# Power Clear 418



## Levesque87 (Feb 9, 2013)

Hello.

I have the single stage power clear 418. I bought it a month ago. Used it one time and now it will not start. I drained the fuel out of it, brought in the basement over night. It is 50-60 degrees in the basement. It will run for a short minute with the choke in the middle setting. Soon as I put the choke off it runs for a minute or 2, then dies out. It wont take a load on the engine. I pull the handle back and it dies out. 

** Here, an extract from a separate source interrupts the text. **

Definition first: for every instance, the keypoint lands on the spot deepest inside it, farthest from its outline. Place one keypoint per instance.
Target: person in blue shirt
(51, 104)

Not really sure what to do, I cant seem to find my car under the 23 inches of snow we got. I talked to my local toro dealer, where I bought it and he said drain the carb. Still nothing.


----------



## Oldphil (Dec 7, 2010)

Hi is this a new machine? Did it run fine the last time you used it? My bet is fuel flow, could be clogged main jet, inlet float valve, leaking primer. I would remove the carbs float bowl, the main jet is in the cast tube that sticks down. First turn off the fuel then pull the bowl, turn the fuel on for a second or two to see if gas flows freely. If you have good flow the check the main jet. Did you shut it off last time without running it out of fuel using the shut off, I learned many years back not to shut the machines off just shut the fuel off and let them run dry. That eliminates two things, possible crank case flooding from a sticky float valve and pretty much does away with varnish build up in the float bowl which clogs the main jet.

Phil


----------



## detdrbuzzard (Jan 20, 2012)

i would take it back to the dealer as soon as possable if the machine is a month old, heck its still new


----------